Welcome back! I hope you all had a great Christmas and a happy New Year (even though it’s nearly the end of January). This is my next blog that may seem like I’m talking at you, but hopefully this might actually help those who wish to adapt from one medium to another, for example novel to Film adaptation. I’ll give a few steps, but step two onwards you can do in any order that works for you,


This is the kinda crucial step for whenever you’re adapting anything. You will need to read the original material as much as you can. If you’re adapting a novel, that will mean reading that so many times you know the story inside and out. As it’s me, I’m cheating that I’m adapting my own novel (which will hopefully soon be published) so I know that story better than anyone, especially the characters. As soon as you think you know the story well enough, make sure you still have it at hand for the next stages.


This bit may take a while if you’re still getting used to the story, but it is worth it. All writers who adapt things will all go through the same process. The question to ask is which characters need to stay because they affect the plot. It would be strange if they’d tried to adapt Harry Potter and they ended up saying ‘We don’t need Harry Potter.’ It just wouldn’t happen, or so you’d hope. As a writer you have to find which characters wouldn’t be needed because they’re just there. Sometimes if there are traits of characters that need to stay in somehow, there are some writers who have the skill to combine them into one character. This will also give you an idea of a cast size for later.


This is when the knowledge of the text really comes in handy. You need to plan out what happens in the right order for it to make sense. As an example, in Percy Jackson and the Lightning Thief they have the order of how Percy’s travels go in order that is what is in the books. I know a lot of people slate the film so much, but the important thing is there is some kind of structure to it so it then does make sense. If there is no kind of structure for you to add to with the rest of the story, the script will fall flat. This is also to help you shape the world you are putting the story into.
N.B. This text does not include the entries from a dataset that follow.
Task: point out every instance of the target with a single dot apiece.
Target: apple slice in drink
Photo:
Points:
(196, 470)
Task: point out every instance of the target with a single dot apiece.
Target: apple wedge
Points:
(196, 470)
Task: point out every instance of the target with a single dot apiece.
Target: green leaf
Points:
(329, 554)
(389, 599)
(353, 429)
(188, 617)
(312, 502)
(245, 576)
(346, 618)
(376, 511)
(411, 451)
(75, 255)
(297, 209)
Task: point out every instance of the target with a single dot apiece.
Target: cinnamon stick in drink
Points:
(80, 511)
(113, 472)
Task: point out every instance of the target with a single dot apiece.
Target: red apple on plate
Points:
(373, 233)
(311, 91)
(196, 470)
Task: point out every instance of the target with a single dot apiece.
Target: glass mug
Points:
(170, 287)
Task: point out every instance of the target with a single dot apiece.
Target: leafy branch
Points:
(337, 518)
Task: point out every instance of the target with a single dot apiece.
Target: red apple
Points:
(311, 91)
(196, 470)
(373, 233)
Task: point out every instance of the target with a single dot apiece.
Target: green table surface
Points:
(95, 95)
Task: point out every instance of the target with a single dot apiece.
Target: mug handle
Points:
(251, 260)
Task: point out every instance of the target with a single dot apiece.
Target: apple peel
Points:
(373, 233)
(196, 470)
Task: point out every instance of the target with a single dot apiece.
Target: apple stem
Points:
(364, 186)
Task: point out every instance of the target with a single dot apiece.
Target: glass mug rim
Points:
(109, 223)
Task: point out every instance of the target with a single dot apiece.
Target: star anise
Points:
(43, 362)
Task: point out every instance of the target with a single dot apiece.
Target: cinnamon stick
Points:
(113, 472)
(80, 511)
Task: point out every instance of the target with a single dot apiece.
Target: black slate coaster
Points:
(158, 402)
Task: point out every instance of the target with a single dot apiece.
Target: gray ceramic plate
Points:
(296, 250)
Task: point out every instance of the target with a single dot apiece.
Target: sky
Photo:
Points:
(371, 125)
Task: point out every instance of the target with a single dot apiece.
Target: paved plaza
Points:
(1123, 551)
Make sure you have an idea of the world to know what is possible and what isn’t, like in Percy Jackson they have the various creatures that are in Greek mythology as close to their descriptions as possible, especially with the Hydra.
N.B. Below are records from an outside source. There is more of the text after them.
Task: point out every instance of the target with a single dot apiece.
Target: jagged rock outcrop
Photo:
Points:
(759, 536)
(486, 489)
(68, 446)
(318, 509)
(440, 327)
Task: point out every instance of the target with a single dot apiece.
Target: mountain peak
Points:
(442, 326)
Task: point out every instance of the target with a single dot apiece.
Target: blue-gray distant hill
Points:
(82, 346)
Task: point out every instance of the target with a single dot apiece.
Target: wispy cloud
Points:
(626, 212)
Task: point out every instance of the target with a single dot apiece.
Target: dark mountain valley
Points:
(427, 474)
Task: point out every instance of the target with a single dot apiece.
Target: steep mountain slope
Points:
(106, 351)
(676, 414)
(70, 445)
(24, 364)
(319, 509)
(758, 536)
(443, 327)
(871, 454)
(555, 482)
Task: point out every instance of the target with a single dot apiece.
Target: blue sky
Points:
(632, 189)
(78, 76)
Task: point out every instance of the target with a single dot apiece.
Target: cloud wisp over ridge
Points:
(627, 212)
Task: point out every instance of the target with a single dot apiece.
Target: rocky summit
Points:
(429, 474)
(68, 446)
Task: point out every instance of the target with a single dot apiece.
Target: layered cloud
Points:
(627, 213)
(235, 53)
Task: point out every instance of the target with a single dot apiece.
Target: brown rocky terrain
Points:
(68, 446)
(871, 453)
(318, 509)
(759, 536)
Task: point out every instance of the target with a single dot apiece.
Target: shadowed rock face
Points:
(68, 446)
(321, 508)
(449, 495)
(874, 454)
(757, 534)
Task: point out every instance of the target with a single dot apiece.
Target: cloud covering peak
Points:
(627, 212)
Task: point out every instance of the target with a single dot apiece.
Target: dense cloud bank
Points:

This bit will always feel a bit like a drag, but the way I found getting round this was finding the easiest bit to do first. For me, adapting my novel to script format, I was struggling with the outline in one thousand five hundred words, so I moved straight to the scene by scene synopsis. This was able to give me the chance to get all the scenes I knew were able to go in were written down into some kind of format. I could also see how the structure of the overall script was going to go. I would get to the end of the whole script and then go over the scenes to see which ones I actually needed and if I could move some of the sections into different scenes to still get that information across. It can be taxing, but it’s so worth it at the end. It will then help you get an idea of the outline for you to write as part of the bible for the piece (the bible is where all the character bios, world info, etc goes for you to refer back to when you get stuck).
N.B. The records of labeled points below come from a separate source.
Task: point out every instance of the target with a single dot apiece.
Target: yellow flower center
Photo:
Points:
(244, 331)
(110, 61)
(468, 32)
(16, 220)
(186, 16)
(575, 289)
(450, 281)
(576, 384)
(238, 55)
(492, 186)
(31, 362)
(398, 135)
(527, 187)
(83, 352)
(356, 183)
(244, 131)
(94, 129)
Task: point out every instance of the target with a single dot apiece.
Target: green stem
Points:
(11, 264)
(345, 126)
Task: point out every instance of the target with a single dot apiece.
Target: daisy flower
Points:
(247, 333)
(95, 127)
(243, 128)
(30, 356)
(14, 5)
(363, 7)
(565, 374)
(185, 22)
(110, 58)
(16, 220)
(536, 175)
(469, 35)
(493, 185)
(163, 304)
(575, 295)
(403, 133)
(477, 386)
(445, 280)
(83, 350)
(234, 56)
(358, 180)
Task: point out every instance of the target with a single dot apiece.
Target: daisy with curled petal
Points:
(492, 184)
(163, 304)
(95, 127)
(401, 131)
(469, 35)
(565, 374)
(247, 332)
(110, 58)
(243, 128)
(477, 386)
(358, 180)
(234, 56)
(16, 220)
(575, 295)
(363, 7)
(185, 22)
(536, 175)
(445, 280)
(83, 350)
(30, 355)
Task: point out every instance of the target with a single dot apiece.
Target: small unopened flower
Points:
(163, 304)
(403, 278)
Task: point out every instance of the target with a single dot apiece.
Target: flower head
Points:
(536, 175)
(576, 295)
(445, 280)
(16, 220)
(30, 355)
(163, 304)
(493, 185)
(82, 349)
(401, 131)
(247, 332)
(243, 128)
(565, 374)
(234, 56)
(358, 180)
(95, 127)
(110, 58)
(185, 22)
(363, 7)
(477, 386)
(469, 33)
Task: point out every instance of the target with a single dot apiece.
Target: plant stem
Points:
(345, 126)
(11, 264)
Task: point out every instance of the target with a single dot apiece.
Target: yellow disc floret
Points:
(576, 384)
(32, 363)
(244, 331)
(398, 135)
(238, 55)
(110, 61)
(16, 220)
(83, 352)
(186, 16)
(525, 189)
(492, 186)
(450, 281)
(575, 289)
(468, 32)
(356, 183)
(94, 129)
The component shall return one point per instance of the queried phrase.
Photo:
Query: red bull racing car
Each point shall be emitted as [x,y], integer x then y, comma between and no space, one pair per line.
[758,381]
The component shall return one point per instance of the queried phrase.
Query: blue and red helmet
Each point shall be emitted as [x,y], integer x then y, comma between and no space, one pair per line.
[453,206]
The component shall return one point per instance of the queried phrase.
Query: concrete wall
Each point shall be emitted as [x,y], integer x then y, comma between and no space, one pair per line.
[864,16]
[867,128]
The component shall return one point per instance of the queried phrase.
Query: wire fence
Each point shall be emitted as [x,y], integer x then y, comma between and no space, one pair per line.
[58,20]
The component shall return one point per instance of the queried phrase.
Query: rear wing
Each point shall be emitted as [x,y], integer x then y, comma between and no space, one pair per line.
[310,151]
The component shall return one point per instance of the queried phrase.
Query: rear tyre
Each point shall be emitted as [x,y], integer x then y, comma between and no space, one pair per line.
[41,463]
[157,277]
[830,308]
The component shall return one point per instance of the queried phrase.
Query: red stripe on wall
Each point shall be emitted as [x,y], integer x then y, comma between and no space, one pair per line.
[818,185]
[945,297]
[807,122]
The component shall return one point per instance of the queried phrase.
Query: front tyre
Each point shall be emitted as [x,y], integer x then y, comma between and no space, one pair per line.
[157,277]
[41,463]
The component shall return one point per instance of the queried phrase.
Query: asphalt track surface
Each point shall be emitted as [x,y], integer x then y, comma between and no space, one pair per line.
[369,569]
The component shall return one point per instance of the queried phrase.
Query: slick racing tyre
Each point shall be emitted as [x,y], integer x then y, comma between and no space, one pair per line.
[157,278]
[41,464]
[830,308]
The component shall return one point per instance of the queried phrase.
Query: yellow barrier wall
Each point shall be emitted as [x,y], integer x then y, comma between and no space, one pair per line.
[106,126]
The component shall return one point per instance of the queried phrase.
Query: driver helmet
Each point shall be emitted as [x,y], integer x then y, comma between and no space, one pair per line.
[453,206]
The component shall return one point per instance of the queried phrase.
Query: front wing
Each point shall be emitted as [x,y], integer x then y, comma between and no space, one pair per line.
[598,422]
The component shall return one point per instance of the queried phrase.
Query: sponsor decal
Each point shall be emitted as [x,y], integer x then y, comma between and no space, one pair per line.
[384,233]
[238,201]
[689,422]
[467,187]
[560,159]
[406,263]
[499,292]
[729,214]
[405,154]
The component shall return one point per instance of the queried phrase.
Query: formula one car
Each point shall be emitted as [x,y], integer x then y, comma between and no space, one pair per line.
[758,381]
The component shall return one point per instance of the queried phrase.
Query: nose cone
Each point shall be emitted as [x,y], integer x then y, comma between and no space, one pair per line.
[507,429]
This is the favourite bit, at least to me. This is the part where you finally get to write it. It may have been a long haul to get to the stage you’re at, but it was worth it. You got an idea of where the story was going. Still having the text with you, just in case you wish to use the actual dialogue in certain places, it’s always good to be prepared and just write. The first draft will be hard to write, but when you’ve done it, leave it for about a month or so until you go in for draft two and onwards to various other drafts. Then you will have a script you will feel is ready to go out to the world.


I hope this plan is helpful to you and that you find your own writing style and rhythm. I wish you luck on writing your script and that it is what you hope it to be.